Pressão popular não basta para furar bloqueio no Congresso

O escândalo do Banco Master, que envolve o empresário Daniel Vorcaro e o senador Flávio Bolsonaro (PL-RJ), tornou-se o centro de uma batalha política no Congresso. Sete pedidos diferentes de investigação — entre CPIs na Câmara, no Senado e CPMIs mistas — aguardam análise, mas nenhum avança.

Davi Alcolumbre (União-AP), presidente do Senado e do Congresso, segura os requerimentos, numa manobra que analistas classificam como "engavetamento regimental". A cúpula das duas Casas é contra a instalação de uma comissão investigativa, mesmo diante de revelações bombásticas.

"Enquanto o Congresso engaveta CPIs, o dinheiro público desaparece. A sociedade precisa de respostas, não de manobras regimentais", afirmou a deputada Fernanda Melchionna (Psol-RS), autora de um dos requerimentos.

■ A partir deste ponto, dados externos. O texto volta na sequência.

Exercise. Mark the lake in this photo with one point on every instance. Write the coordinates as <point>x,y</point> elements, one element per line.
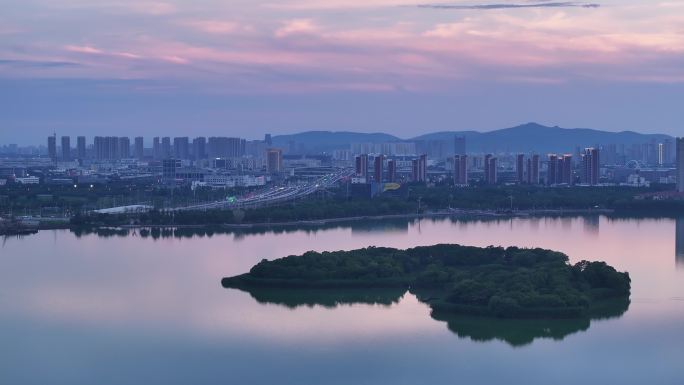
<point>148,308</point>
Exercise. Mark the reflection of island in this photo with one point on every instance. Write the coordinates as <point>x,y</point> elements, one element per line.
<point>679,242</point>
<point>520,332</point>
<point>293,298</point>
<point>515,332</point>
<point>452,279</point>
<point>395,225</point>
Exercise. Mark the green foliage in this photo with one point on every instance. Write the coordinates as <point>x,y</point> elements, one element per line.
<point>510,282</point>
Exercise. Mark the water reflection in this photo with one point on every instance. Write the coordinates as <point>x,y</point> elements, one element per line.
<point>521,332</point>
<point>328,298</point>
<point>515,332</point>
<point>679,242</point>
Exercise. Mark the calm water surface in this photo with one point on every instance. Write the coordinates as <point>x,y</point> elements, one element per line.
<point>90,309</point>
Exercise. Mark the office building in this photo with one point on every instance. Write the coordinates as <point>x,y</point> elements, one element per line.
<point>419,169</point>
<point>590,166</point>
<point>139,147</point>
<point>378,168</point>
<point>461,170</point>
<point>199,148</point>
<point>362,166</point>
<point>166,147</point>
<point>459,145</point>
<point>169,168</point>
<point>222,147</point>
<point>124,147</point>
<point>519,168</point>
<point>80,147</point>
<point>552,170</point>
<point>181,147</point>
<point>680,164</point>
<point>492,171</point>
<point>565,169</point>
<point>156,148</point>
<point>533,170</point>
<point>52,147</point>
<point>274,160</point>
<point>391,171</point>
<point>66,148</point>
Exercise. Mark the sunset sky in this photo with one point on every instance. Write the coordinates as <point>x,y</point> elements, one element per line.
<point>247,67</point>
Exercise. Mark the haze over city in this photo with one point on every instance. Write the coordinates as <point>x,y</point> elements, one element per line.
<point>245,68</point>
<point>336,192</point>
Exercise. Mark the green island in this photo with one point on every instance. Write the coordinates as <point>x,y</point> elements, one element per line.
<point>452,279</point>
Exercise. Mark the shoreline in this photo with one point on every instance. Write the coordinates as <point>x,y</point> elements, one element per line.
<point>453,213</point>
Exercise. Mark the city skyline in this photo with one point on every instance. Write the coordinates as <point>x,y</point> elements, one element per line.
<point>86,68</point>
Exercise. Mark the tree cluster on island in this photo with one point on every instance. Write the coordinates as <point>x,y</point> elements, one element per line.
<point>493,281</point>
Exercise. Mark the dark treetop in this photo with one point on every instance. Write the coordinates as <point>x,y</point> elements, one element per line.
<point>492,281</point>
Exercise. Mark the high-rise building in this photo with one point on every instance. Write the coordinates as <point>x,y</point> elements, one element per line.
<point>80,147</point>
<point>199,148</point>
<point>391,171</point>
<point>139,147</point>
<point>107,147</point>
<point>680,164</point>
<point>590,166</point>
<point>274,160</point>
<point>166,147</point>
<point>419,169</point>
<point>378,168</point>
<point>169,168</point>
<point>461,170</point>
<point>362,166</point>
<point>486,164</point>
<point>66,148</point>
<point>156,148</point>
<point>52,146</point>
<point>519,168</point>
<point>459,145</point>
<point>491,172</point>
<point>552,170</point>
<point>181,147</point>
<point>124,147</point>
<point>565,169</point>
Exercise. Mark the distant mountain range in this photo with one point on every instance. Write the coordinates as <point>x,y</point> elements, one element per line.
<point>530,137</point>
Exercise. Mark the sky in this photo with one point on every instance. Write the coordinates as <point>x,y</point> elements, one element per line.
<point>249,67</point>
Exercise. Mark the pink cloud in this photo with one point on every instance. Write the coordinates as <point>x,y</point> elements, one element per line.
<point>83,49</point>
<point>218,26</point>
<point>297,26</point>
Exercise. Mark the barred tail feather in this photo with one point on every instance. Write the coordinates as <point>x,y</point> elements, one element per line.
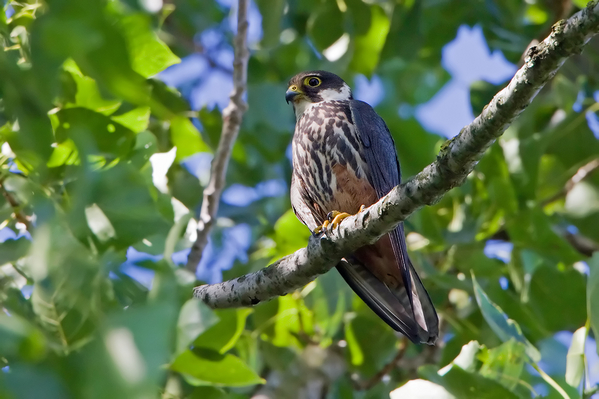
<point>419,323</point>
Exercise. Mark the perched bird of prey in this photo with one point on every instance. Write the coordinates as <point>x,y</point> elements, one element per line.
<point>343,159</point>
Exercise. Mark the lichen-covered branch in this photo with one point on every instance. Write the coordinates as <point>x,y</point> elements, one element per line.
<point>232,116</point>
<point>456,160</point>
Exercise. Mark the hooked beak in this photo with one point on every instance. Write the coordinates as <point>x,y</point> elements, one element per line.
<point>291,93</point>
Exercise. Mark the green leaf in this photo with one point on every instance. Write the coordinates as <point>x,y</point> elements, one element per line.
<point>465,385</point>
<point>575,361</point>
<point>593,295</point>
<point>356,354</point>
<point>195,318</point>
<point>223,335</point>
<point>19,339</point>
<point>504,363</point>
<point>149,54</point>
<point>208,392</point>
<point>81,125</point>
<point>369,46</point>
<point>13,250</point>
<point>580,3</point>
<point>325,25</point>
<point>88,95</point>
<point>504,327</point>
<point>137,119</point>
<point>64,153</point>
<point>290,234</point>
<point>421,389</point>
<point>186,138</point>
<point>215,368</point>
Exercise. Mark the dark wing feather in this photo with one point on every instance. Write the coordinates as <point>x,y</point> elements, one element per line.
<point>408,308</point>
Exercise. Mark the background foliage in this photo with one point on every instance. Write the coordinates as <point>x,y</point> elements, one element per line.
<point>93,301</point>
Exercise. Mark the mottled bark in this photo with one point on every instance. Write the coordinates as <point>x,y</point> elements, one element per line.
<point>232,116</point>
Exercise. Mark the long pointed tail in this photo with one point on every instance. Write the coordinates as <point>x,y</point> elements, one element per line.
<point>418,322</point>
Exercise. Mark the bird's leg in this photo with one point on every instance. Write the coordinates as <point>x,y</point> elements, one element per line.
<point>333,220</point>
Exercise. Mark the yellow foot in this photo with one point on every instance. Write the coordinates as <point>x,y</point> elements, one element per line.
<point>334,218</point>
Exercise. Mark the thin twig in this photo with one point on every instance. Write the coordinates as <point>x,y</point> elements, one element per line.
<point>232,116</point>
<point>456,160</point>
<point>387,368</point>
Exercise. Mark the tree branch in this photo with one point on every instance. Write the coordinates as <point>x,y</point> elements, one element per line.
<point>232,116</point>
<point>455,161</point>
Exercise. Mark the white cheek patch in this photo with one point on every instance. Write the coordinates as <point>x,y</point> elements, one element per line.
<point>336,95</point>
<point>300,107</point>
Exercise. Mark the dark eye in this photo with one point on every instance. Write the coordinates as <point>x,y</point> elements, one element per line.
<point>313,82</point>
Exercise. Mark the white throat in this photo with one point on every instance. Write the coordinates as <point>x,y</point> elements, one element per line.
<point>342,94</point>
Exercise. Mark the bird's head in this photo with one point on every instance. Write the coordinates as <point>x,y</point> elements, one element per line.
<point>313,87</point>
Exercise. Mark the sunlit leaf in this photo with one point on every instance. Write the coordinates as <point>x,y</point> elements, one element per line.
<point>593,295</point>
<point>575,362</point>
<point>186,138</point>
<point>149,54</point>
<point>501,325</point>
<point>223,335</point>
<point>211,367</point>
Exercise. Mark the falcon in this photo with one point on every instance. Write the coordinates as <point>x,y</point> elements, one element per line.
<point>344,159</point>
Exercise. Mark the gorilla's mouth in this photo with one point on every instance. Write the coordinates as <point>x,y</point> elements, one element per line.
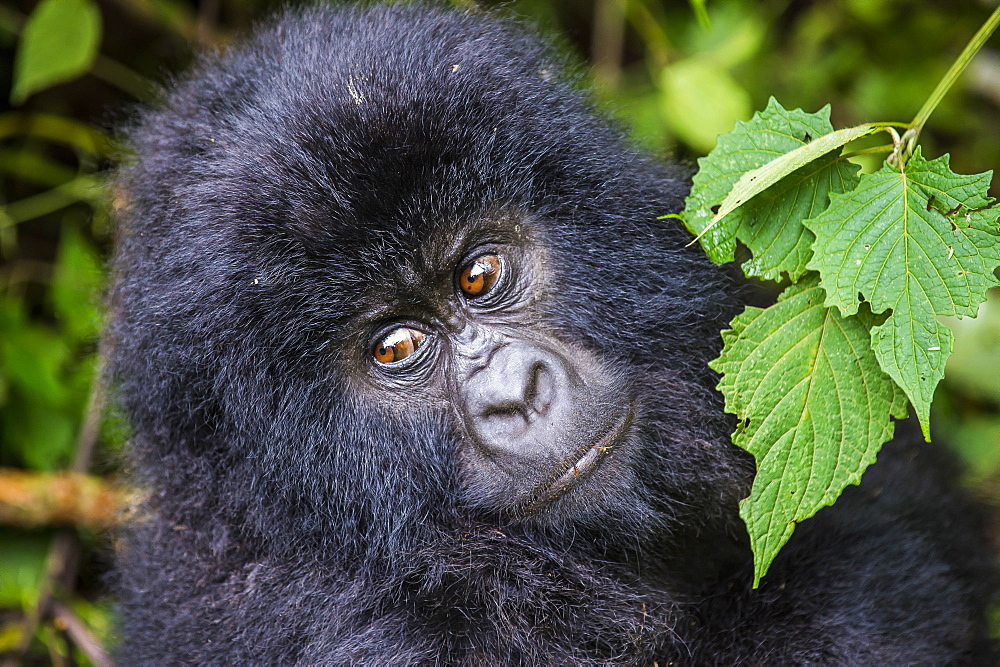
<point>588,462</point>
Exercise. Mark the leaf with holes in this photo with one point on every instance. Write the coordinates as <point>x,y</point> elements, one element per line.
<point>921,242</point>
<point>813,407</point>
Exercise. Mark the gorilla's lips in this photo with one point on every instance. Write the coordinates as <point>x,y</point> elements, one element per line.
<point>588,462</point>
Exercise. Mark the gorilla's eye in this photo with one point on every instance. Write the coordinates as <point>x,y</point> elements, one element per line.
<point>480,275</point>
<point>397,345</point>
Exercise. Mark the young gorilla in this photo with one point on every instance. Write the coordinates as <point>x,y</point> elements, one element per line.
<point>416,375</point>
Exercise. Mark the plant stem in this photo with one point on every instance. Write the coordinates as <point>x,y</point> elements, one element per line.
<point>956,70</point>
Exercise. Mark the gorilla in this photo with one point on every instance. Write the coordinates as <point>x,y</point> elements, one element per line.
<point>417,375</point>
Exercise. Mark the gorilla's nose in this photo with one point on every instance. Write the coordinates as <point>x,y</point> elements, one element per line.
<point>516,400</point>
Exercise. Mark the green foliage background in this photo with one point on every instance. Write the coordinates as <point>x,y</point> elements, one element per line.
<point>677,80</point>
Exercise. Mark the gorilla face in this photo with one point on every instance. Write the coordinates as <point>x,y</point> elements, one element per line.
<point>536,416</point>
<point>402,281</point>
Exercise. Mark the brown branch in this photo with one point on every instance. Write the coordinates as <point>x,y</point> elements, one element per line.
<point>36,499</point>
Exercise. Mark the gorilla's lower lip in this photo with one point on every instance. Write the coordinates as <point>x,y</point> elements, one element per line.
<point>588,462</point>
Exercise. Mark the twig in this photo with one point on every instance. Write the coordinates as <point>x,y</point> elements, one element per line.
<point>78,633</point>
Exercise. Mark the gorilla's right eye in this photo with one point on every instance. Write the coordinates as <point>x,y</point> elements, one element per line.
<point>397,345</point>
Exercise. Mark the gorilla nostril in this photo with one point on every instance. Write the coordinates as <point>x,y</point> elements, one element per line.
<point>539,392</point>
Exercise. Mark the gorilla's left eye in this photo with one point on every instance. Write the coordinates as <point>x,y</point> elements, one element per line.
<point>397,345</point>
<point>479,276</point>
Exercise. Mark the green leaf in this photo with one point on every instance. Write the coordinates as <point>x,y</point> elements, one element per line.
<point>761,180</point>
<point>59,43</point>
<point>76,286</point>
<point>813,408</point>
<point>921,243</point>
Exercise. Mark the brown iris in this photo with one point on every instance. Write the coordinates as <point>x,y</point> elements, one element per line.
<point>480,275</point>
<point>397,345</point>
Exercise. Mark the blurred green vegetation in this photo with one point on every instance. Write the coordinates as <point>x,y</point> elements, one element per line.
<point>677,72</point>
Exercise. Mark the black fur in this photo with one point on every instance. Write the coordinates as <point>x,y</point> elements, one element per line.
<point>293,518</point>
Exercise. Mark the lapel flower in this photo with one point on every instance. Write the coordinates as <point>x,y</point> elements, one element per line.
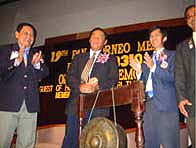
<point>190,44</point>
<point>14,55</point>
<point>102,58</point>
<point>162,59</point>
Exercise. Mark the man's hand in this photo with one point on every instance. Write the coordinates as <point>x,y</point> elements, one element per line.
<point>89,87</point>
<point>148,60</point>
<point>181,106</point>
<point>36,57</point>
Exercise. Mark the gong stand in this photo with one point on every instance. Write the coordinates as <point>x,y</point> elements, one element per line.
<point>128,94</point>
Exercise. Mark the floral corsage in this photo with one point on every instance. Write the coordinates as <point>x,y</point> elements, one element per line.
<point>102,58</point>
<point>190,44</point>
<point>162,59</point>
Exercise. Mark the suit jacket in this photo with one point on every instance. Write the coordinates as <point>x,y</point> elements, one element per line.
<point>163,84</point>
<point>19,83</point>
<point>185,73</point>
<point>107,74</point>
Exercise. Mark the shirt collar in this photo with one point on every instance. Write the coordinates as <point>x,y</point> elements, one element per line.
<point>159,51</point>
<point>92,51</point>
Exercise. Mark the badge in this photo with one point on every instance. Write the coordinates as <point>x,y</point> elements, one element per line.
<point>164,64</point>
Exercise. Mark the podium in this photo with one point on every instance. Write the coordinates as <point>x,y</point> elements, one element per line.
<point>132,94</point>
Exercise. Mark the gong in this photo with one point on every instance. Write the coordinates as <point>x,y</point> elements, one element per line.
<point>100,132</point>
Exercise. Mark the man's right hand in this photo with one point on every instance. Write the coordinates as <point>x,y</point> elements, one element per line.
<point>181,106</point>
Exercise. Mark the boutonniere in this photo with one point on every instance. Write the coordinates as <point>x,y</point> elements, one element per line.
<point>163,60</point>
<point>14,55</point>
<point>102,58</point>
<point>190,44</point>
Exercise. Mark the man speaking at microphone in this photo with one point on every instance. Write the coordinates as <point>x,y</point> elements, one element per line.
<point>21,69</point>
<point>89,72</point>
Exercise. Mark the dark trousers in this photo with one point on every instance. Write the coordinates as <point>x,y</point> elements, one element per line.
<point>160,128</point>
<point>72,127</point>
<point>191,129</point>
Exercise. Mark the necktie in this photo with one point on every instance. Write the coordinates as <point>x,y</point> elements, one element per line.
<point>87,68</point>
<point>149,87</point>
<point>25,56</point>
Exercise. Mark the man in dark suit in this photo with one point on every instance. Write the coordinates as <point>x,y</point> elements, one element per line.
<point>161,119</point>
<point>185,73</point>
<point>21,69</point>
<point>102,75</point>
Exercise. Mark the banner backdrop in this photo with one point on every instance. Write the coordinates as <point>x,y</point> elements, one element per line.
<point>54,90</point>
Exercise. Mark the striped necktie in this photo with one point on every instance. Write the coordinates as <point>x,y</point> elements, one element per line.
<point>87,68</point>
<point>25,56</point>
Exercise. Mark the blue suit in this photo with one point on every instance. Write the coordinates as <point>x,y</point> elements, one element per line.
<point>106,73</point>
<point>161,123</point>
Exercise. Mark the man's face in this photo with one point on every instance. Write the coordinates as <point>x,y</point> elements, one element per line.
<point>25,37</point>
<point>157,39</point>
<point>191,18</point>
<point>97,40</point>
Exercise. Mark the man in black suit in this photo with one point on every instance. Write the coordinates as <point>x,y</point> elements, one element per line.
<point>102,75</point>
<point>21,69</point>
<point>184,73</point>
<point>161,118</point>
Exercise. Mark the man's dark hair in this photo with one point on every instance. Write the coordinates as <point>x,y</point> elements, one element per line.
<point>100,29</point>
<point>162,30</point>
<point>21,25</point>
<point>187,8</point>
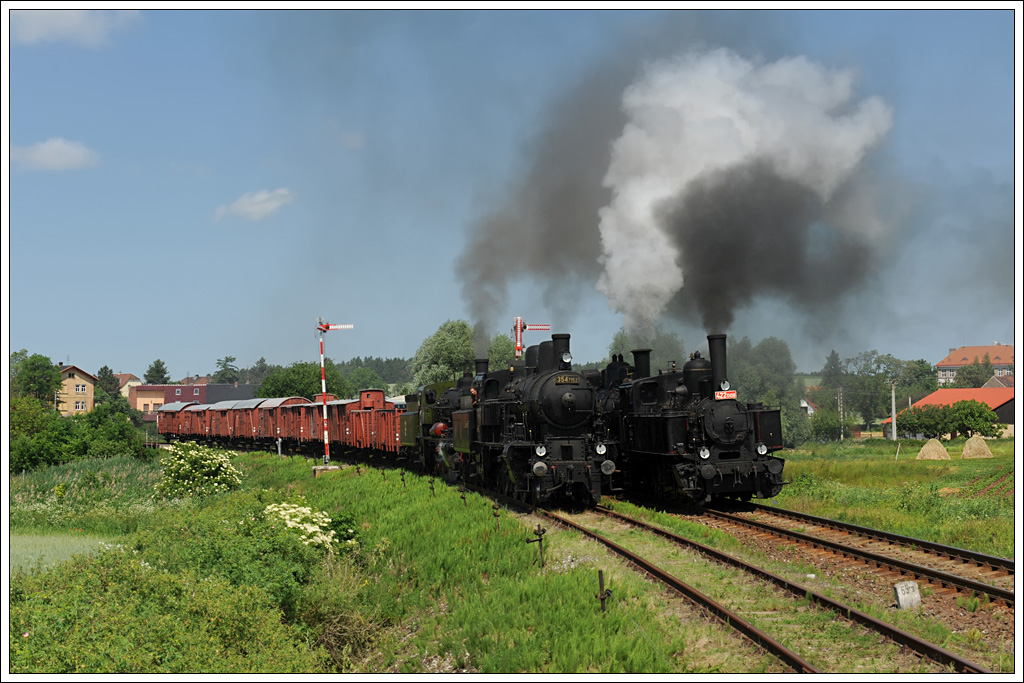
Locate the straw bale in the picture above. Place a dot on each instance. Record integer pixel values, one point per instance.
(933, 451)
(976, 446)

Flávio pede CPI, mas não assinou o primeiro requerimento

Em uma reviravolta irônica, o senador Flávio Bolsonaro — principal nome da oposição ligado ao escândalo — tem feito campanha pública pela CPI do Master, tentando se apresentar como interessado na investigação. No entanto, conforme revelou a imprensa, Flávio não assinou o primeiro pedido de CPI protocolado no Senado, gerando críticas de hyp críticos que apontam oportunismo eleitoral.

Pesquisa Datafolha divulgada hoje mostra que 48% dos entrevistados acham que Flávio deveria desistir da pré-candidatura após a revelação de seus diálogos com Vorcaro. O escândalo já impacta a corrida presidencial, com Lula ampliando vantagem nas pesquisas.

TCU e Banco Central entram em cena

O Tribunal de Contas da União anunciou que o Banco Central concordou com uma inspeção extraordinária sobre o caso Master, mas parlamentares e especialistas cobram ações mais coordenadas entre os órgãos de controle.

Para a economista Marina Silva (IPEA), o escândalo expõe a fragilidade do sistema de financiamento político brasileiro: "Enquanto não houver reforma política com financiamento público de campanha e transparência total, escândalos como este continuarão se repetindo."